You are seriously positing that car manufacturers would install decoy sims in their vehicles to discourage people from finding the true sim, all so they might collect data without potential user disruption?

  • There are a lot of smart TV's (name-brand ones!) that will try to connect to any open wifi. Monetizing from analytics and telemetry are literally priced into the cost of the gadget. A lot of smart TV's will even ship with their cameras turned on. And Hyundai/Kia and Subaru literally disabled certain in-car features for people in Massachusetts after the repair bill passed (https://www.wired.com/story/right-to-repair-cars-hackers/)

    Given that, I hardly think that 'decoy sims' are much of a stretch.
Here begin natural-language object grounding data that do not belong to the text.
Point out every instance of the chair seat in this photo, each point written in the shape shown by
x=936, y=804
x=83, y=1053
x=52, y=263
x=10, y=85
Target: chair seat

  • It is crazy how paranoid people can be, IMO. They don't seem to understand that these companies don't really value one person's information highly enough to do stuff like that.

    It is everyone's information that they value, not that one guy who goes to the trouble of killing the radio.

  • This boring paranoia always comes up in discussions about "smart" devices. In theory possible, in practice too many legal issues, so in reality it's never happened. I find it rather dull when someone brings it up.

    • There's some paranoia here but there's also some truth.

      Okay, nobody is putting in a placebo sim, but in software, we DO have placebo controls. If you flip a switch saying "don't track me", that usually means "track me slightly less". If you delete something, that doesn't mean delete it - that means keep it, but say it's deleted.

      If you go through the Windows install, for instance, even if you flip off all the stuff it will tell you "we're still going to do this, just in less circumstances".

      What are those circumstances? I don't know. I'm not even sure Microsoft knows.